You are here: To make childcare work, we must champion childcare professionals
In the last twenty years, great progress has been made on childcare. It has transformed from being seen as a ‘women’s issue’ to a vote winner and a mainstay of manifestos. We at the Family and Childcare Trust want to see all parties build on the achievements of past governments, with ambitious and radical childcare policies in all manifestos.
But as parties consider which childcare policies to adopt, it is worth pausing to consider that their eventual success or failure will rely on the childcare professionals and providers tasked with delivering them. And this is a sector that is struggling. Early years staff are among the lowest paid professionals in the labour market: non-senior staff in private and voluntary day care providers earn on average £8.00 per hour whilst senior managers earn £11.20 per hour.
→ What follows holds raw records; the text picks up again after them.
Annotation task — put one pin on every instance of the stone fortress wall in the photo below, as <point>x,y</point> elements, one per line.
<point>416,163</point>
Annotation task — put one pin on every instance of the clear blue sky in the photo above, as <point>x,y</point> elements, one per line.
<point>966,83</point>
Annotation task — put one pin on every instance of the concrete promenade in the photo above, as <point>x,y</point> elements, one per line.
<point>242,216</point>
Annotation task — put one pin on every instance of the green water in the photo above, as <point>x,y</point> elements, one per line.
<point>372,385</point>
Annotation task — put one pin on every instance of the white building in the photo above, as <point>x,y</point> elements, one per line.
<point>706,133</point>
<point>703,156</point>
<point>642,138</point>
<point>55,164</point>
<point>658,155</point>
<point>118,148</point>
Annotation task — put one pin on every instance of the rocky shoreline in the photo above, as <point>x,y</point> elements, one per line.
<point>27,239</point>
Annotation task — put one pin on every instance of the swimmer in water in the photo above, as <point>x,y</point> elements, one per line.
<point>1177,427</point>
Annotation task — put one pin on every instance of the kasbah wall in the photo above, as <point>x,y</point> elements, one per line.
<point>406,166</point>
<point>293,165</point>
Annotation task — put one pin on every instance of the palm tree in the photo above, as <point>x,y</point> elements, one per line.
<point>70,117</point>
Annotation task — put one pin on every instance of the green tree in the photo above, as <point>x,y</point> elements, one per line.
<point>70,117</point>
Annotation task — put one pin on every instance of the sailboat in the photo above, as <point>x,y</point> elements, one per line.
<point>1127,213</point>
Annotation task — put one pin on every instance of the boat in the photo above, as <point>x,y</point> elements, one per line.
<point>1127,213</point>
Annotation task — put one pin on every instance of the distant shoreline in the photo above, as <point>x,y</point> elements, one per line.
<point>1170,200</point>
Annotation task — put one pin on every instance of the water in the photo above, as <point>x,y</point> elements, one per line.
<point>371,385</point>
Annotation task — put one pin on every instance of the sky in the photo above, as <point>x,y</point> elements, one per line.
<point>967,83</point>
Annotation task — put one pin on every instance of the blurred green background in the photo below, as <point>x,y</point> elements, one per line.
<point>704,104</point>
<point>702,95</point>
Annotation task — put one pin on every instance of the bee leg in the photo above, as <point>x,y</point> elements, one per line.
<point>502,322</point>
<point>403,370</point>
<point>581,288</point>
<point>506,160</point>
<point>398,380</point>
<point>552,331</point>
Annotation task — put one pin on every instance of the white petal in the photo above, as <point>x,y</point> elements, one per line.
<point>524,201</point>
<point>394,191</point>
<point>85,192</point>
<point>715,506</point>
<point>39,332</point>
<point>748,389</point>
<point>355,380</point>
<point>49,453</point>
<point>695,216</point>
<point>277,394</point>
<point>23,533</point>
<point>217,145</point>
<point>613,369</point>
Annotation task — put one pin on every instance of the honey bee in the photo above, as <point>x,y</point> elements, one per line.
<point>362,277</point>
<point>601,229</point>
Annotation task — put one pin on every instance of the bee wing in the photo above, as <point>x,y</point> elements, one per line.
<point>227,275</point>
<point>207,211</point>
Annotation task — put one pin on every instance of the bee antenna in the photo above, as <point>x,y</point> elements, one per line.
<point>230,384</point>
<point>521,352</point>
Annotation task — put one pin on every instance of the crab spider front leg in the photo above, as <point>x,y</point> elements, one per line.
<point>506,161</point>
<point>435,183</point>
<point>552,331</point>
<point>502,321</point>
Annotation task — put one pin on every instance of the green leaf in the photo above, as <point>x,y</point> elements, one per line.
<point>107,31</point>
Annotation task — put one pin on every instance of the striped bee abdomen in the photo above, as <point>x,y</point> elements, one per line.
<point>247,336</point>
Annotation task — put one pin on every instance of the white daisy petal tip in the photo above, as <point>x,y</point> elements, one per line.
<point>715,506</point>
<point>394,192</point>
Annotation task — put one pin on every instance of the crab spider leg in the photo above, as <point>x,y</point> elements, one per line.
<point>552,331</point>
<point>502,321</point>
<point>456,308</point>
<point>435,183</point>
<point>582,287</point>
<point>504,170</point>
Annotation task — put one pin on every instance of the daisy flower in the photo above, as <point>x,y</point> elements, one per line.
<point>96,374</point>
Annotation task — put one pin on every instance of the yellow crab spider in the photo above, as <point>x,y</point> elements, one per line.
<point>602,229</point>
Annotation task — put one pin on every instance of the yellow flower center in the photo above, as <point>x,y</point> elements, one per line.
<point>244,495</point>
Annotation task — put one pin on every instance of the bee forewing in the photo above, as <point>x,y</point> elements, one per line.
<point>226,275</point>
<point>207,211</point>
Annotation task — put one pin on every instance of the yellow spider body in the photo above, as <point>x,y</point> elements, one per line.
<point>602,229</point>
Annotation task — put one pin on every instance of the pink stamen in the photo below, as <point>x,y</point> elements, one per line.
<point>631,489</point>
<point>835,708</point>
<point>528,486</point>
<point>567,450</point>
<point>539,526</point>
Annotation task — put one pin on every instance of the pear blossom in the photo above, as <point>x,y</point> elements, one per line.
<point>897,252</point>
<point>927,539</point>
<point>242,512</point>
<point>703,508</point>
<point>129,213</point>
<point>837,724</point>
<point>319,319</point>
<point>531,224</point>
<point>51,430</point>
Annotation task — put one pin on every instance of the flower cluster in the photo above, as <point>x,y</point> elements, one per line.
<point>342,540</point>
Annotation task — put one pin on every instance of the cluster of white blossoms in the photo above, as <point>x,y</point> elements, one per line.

And staff turnover is high: the think tank Pearson, found that over half of early years graduates have considered quitting the profession, 72 per cent due to workload and 38 per cent due to low pay. Early years professionals are helping the next generation to learn vital life skills, often while underpaid and undervalued.
High quality early education is vital – it can help narrow the gap that opens up between poor children and their peers before they have even started school. It provides a golden opportunity to boost social mobility. Yet, while we spend £4,900 per year on a child in primary school, we spend just £1,700 per year on a child in early education. We need early education to be on the same footing as schools, and crucially, funded at similar levels.
As a first step towards this, we urge the next party in power to install a Chief Early Years Officer, similar to that for social workers. This would make sure the voice of the sector was heard in government and government would get independent advice. Without representation like this, providers and parents lose out.
Ambitious childcare policies help to boost children’s outcomes and support parents to work: they simply are some of the smartest investments any government can make. But for childcare to achieve its full potential, we need funding and representation to support the army of unsung heroes that are caring for and educating the next generation.